Russia scuttled Black Sea grain deal. Moscow, which had long threatened to quit Black Sea Grain Initiative ensuring safe passage for Ukrainian grain exports, 17 July accused West of failing to fulfil its obligations under deal (see Russia) and announced its withdrawal. Ukrainian aquatic drones earlier that day struck Kerch bridge connecting Moscow-annexed Crimea with Russia, but Kremlin stated there was no link between this attack and its decision to quit deal. Wheat prices subsequently spiked as Russia 18 July began targeting ports and grain facilities on Odesa region’s Black Sea coast and along Danube river in bid to throttle agricultural exports, which are pillar of Ukrainian economy. Speaking to UN Security Council, UN humanitarian chief Martin Griffiths 21 July said high grain prices threaten to push millions into hunger.

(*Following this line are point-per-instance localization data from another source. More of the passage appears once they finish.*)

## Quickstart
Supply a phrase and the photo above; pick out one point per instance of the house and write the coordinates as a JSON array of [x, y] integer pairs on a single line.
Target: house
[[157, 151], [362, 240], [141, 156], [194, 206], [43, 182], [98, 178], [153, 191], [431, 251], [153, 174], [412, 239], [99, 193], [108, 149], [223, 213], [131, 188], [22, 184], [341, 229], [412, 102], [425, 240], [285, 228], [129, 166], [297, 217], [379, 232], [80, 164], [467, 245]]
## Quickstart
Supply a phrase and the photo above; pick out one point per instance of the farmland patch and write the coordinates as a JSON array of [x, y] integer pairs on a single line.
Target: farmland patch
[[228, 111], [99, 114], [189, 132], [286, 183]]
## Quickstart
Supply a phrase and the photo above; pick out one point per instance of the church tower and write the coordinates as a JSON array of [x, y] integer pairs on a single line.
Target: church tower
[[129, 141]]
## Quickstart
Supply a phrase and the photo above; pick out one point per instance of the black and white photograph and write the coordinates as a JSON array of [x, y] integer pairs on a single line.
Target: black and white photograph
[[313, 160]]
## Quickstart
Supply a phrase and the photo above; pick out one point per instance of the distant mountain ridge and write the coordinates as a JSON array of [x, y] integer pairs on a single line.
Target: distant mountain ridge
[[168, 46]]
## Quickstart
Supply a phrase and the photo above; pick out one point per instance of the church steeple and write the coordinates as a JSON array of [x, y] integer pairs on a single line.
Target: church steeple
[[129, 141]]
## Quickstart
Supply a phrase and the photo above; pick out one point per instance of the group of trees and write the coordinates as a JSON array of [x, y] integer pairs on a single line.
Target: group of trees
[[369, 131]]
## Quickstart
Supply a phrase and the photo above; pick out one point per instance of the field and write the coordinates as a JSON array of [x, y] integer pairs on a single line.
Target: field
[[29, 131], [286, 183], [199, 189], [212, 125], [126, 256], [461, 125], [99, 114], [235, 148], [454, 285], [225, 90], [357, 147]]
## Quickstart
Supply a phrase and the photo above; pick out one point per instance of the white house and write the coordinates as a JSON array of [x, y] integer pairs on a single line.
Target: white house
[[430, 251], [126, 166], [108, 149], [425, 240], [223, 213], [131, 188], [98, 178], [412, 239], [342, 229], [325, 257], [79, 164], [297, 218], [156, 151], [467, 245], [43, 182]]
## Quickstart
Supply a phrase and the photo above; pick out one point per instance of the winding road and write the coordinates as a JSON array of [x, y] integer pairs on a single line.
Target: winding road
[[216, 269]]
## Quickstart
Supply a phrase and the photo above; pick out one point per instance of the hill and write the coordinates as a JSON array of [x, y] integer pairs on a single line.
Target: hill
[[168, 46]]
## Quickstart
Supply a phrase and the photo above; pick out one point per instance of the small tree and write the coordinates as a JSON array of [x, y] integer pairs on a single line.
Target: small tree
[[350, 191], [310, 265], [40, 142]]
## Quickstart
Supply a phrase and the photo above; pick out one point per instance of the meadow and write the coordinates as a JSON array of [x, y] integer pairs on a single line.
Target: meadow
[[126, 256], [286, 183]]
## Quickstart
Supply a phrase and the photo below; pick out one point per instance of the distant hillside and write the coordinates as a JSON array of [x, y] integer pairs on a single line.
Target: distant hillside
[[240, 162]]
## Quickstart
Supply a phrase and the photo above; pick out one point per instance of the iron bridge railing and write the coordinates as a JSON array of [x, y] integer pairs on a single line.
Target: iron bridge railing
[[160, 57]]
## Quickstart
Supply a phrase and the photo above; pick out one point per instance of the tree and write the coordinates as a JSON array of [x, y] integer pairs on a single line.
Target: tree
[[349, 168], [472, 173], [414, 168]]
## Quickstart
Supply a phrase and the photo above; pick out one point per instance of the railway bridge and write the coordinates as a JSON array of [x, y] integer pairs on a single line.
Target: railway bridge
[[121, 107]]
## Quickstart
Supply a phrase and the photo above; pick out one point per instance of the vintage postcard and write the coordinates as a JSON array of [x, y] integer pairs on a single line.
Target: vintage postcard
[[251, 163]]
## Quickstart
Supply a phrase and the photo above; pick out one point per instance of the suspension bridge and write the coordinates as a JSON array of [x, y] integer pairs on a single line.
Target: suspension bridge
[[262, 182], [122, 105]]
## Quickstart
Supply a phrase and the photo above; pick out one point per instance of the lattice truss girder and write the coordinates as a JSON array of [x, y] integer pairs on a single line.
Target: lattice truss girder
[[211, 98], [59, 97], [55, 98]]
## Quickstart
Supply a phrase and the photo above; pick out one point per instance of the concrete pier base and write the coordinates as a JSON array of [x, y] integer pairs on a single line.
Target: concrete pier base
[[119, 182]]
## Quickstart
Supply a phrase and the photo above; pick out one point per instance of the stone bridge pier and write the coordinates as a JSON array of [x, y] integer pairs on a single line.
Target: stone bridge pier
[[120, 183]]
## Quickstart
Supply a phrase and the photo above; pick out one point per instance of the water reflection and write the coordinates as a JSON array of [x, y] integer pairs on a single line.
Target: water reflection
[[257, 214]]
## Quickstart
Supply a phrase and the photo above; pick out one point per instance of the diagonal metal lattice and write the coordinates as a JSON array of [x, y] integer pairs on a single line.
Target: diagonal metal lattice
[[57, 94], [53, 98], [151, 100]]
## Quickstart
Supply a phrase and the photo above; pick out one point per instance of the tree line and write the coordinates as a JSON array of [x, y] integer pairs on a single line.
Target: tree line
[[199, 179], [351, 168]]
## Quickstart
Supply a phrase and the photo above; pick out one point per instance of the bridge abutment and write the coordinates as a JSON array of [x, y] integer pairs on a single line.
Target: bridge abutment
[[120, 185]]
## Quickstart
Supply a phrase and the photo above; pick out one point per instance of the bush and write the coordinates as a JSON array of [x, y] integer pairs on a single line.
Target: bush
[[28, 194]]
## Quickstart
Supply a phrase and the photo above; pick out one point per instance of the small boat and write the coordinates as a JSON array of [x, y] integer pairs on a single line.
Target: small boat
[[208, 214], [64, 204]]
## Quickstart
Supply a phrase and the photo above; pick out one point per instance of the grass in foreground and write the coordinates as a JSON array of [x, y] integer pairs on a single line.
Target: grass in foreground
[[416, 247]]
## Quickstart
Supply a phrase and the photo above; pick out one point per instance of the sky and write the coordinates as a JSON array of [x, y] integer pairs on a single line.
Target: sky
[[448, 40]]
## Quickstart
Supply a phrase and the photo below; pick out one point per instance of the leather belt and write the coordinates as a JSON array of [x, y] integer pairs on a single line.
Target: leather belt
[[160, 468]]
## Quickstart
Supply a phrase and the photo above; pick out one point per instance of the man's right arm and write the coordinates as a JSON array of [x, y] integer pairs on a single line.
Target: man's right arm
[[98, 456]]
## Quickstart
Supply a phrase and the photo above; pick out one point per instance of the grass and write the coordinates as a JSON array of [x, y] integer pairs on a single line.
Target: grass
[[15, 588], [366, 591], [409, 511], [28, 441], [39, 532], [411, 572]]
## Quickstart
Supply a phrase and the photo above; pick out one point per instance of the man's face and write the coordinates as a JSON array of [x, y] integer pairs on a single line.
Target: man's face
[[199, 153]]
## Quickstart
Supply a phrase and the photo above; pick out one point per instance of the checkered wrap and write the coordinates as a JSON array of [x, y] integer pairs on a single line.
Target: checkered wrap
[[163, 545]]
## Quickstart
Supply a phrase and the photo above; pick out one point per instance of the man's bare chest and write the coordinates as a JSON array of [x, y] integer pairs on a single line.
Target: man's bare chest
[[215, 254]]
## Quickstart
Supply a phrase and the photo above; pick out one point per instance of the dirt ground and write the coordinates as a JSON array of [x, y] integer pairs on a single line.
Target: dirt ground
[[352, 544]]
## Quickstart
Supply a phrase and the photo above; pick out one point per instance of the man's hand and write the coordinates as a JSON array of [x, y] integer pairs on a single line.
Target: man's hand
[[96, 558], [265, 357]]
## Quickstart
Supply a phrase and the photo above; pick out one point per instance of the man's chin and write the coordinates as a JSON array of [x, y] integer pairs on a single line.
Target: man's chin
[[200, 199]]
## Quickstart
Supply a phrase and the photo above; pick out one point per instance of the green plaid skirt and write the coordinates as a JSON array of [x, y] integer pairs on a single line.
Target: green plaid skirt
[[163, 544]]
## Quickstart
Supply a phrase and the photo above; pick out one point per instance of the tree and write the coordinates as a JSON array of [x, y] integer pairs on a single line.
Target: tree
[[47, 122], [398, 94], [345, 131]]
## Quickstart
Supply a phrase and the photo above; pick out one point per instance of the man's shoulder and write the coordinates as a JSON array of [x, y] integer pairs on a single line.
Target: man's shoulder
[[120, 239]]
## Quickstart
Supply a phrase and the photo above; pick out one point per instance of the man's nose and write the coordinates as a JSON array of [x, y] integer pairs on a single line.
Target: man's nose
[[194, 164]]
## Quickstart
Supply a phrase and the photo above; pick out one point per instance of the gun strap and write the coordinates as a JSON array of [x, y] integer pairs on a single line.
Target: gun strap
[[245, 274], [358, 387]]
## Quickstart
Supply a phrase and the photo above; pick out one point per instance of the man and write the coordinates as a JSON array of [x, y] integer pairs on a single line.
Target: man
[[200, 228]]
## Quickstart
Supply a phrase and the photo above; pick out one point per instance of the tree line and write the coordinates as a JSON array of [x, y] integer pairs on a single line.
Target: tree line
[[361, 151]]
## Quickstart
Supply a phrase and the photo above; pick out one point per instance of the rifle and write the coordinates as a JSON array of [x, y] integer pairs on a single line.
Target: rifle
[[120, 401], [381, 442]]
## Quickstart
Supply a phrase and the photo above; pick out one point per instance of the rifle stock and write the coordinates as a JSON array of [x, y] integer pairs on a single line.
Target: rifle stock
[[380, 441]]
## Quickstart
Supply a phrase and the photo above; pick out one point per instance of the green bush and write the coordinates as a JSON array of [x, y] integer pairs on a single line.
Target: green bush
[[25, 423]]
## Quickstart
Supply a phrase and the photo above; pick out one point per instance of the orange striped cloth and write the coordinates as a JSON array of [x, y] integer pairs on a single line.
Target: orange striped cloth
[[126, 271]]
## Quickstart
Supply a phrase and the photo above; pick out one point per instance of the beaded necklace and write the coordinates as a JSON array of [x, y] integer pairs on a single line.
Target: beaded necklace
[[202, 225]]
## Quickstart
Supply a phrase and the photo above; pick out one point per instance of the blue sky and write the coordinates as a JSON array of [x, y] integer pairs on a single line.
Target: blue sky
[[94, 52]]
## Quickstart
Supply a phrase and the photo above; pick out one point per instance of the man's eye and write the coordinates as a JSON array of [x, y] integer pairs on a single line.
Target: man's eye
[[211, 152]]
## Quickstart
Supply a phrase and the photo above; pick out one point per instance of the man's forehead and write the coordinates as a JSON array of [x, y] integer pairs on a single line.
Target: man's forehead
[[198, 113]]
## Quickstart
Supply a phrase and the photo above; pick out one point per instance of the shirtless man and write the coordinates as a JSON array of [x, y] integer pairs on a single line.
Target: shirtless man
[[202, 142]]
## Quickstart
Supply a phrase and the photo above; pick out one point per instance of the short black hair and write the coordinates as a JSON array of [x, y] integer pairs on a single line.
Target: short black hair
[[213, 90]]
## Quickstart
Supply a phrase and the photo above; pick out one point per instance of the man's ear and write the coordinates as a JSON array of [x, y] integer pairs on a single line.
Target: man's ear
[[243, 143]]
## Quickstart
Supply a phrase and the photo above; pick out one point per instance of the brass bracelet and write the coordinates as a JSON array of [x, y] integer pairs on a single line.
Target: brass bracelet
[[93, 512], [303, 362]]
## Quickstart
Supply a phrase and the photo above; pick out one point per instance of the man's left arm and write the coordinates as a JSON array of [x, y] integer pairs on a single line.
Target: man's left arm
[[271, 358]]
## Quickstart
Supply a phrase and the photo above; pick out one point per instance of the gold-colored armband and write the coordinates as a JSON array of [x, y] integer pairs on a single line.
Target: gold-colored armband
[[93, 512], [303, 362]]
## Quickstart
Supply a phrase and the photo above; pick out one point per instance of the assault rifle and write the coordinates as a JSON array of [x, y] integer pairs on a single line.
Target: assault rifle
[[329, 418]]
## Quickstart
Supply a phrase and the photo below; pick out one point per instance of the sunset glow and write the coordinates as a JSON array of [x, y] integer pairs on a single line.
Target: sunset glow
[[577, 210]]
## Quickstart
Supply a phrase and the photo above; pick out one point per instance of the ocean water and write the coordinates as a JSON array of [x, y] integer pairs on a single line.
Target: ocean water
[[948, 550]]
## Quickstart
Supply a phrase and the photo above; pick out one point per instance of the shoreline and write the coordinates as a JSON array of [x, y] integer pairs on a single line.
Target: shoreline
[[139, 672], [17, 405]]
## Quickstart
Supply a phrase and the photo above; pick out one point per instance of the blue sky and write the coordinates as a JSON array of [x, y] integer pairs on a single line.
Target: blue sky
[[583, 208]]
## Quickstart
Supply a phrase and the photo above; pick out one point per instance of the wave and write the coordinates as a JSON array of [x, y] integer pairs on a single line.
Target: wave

Ukrainian counteroffensive moved slowly as Russia mounted offensive in Kharkiv. Counteroffensive made incremental progress as Ukrainian forces struggled to break through complex Russian fortifications and large minefields. Troops focused their probing attacks on four sections of southern front that stretches across Kherson, Zaporizhzhia and Donetsk regions, making progress in Donetsk around Bakhmut city and 27 July recapturing Staromaiorske village on southern front. Meanwhile, Russian forces mid-July mounted ground offensive in north east of Kharkiv region, making small advances as Moscow sought to regain lost positions and divert Ukrainian forces from south and east.

Delivery of U.S. cluster munitions sparked controversy. First batch of cluster bombs 13 July arrived in Ukraine after Washington 7 July greenlighted delivery. Decision triggered fierce debate as cluster bombs’ indiscriminate nature and lingering danger from unexploded bomblets pose serious risk to civilians. Ukraine and U.S. defended decision, saying controversial weapon would compensate for lack of more precise ammunition.

NATO summit produced mixed results for Ukraine. During NATO summit in Lithuanian capital Vilnius 11-12 July, alliance pledged continued military aid to Ukraine but deferred membership prospects with carefully worded statement promising Kyiv an invitation “when allies agree and conditions are met”.